Implementation Mature - native implementation Add - on. (Underlying implementation is relational)

Well formed XML

  • Single root element
  • XML parser is used to validate XML.
  • DOM parser - treats XML as a document, SAX parser - treats XML as a stream.
  • Matched tags, proper nesting
  • Unique attributes within each element

Displaying XML

  • Since XML occurs a lot on the internet, a convenient way is required to display XML.
  • Use rule based languages such as CSS, XSL to translate XML to HTML.
  • XML document is fed to a CSS/XSL interpreter alongwith rules and a HTML document is generated.

Valid XML

  • Valid XML should adhere to requirements for well formed XML
  • Also should adhere to content-specific specifications : DTD/XSD
  • DTD is a grammar-like language for specifying elements, attributes, nesting, ordering, #occurrences
  • DTD/XSD offers the benefits of "typing" - can serve as a specification. Useful for data exchange.
  • Having no DTD offers flexibility of data.
  • DTD also can specify pointer types - an element can have an ID and another element can refer to it using an IDREF.

XSD

  • Like DTD, but more comprehensive.
  • XSD is written in XML itself.
  • Everything in DTD is string, in XSD e.g., we can specify that an attribute should be of a specific type.
  • Pointers can be typed, so we can enforce that a reference is made to a particular type and not just global like in DTD's
  • Also specify min/max constraints on elements

JSON

  • Like XML, JSON can be thought of as a data model - as an alternative to the relational data model.
  • Useful for semi-structured data
  • Designed originally for serializing data objects
  • JSON is human readable - often used for data interchange
  • JSON consists of base values, objects (label-value pairs), and arrays to hold either.
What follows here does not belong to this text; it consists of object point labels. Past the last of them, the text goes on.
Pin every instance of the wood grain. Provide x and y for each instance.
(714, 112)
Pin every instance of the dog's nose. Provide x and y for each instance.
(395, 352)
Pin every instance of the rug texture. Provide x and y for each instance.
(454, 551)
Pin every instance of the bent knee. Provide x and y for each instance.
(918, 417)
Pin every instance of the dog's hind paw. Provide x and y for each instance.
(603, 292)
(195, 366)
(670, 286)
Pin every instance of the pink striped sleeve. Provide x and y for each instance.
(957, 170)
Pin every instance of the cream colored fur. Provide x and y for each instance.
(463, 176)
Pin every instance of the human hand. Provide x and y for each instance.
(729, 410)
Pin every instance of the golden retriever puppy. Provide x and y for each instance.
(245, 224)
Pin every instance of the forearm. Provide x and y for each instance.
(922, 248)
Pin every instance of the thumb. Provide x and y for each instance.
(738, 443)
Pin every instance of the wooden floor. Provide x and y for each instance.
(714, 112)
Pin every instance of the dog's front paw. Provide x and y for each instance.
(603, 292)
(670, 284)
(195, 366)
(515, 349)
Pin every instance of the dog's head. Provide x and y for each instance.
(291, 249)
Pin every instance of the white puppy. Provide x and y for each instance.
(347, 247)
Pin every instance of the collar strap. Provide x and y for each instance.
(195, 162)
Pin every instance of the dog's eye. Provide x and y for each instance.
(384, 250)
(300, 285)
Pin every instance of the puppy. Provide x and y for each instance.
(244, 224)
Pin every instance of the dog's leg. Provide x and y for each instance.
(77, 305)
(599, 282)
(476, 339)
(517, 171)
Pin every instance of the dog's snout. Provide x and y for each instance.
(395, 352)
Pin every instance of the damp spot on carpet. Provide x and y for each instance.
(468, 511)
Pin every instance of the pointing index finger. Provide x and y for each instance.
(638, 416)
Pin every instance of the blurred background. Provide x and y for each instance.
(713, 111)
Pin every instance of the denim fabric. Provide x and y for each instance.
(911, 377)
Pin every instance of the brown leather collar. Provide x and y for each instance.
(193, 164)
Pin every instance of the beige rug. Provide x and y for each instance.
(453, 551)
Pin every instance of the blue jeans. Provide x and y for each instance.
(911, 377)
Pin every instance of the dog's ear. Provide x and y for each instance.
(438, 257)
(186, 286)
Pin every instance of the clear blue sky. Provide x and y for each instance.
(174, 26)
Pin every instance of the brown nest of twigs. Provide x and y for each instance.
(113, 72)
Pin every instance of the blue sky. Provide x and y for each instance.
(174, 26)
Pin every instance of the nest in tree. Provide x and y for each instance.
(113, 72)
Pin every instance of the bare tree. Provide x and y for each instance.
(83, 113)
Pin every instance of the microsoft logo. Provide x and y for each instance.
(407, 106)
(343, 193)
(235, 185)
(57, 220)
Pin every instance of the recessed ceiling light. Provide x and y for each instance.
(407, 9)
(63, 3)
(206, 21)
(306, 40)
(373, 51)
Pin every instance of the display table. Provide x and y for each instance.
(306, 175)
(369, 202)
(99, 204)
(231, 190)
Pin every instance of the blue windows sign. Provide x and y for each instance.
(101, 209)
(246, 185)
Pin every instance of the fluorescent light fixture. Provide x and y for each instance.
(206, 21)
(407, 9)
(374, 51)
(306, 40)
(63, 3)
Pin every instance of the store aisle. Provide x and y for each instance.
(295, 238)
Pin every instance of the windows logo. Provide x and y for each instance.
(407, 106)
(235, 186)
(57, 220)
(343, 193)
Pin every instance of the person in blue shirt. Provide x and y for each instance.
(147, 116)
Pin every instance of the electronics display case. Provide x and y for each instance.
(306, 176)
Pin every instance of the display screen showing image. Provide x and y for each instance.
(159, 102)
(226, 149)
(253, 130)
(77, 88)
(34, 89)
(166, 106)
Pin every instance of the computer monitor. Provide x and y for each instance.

Structure is recursive.
  • JSON vs Relational - JSON differs in how data is stored, schema is self-describing, ordering is present, query support is minimal unlike XQuery, XPath, XSLT, and is implemented typically in prog languages
  • JSON vs XML - XML more verbose/complex than JSON, like DTD, XSD, JSON has JSON schema.
  • XML model dont match with programming languages. Interface is clunky. This is called impedence mismatch - similar to Relational and prog languages.
  • JSON has a more direct mapping with prog languages.

Valid JSON

  • Adheres to basic structural requirements of JSON. (label-value pairs, arrays of values)
  • Can use JSON schema for semantic validation.


Relational Algebra

  • Relational algebra is the formal language that is the underpinning for implemented languages like SQL
  • Query (expression) on a set of results produces relation as a result.
  • Simplest query in RA is the name of the relation e.g. Student which produce the contents of the Student relation
  • Operators to filter, slice and combine relations.
  • Select operator : Sigma (cond) Relation name. Condition is a filter and the result will be a subset of the relation
  • Project operator : Select picks rows, project picks columns. Pi (col name) Relation Name.
  • To pick both rows and cols, combine the select and project operator. e.g. Project(sid,name) (Select(gpa > 3.7) student)
  • Cross Product : By default RA is based on sets and doesnt consider duplicates. But SQL uses multisets/bags and includes duplicates - Cross product between two relations combines all attributes (columns) and every combination of tuples between the relation. m X n attrs and a X B tuples.
  • Natural Join : Is like cross product but enforces equality on all attributes with the same name. Eliminate one copy of duplicate attributes (same attribute from diff table). So if we use the nat. join operator we dont need to specify the key attributes need to be equal condition. Doesnt provide any additional expressive power, but is convenient notationally.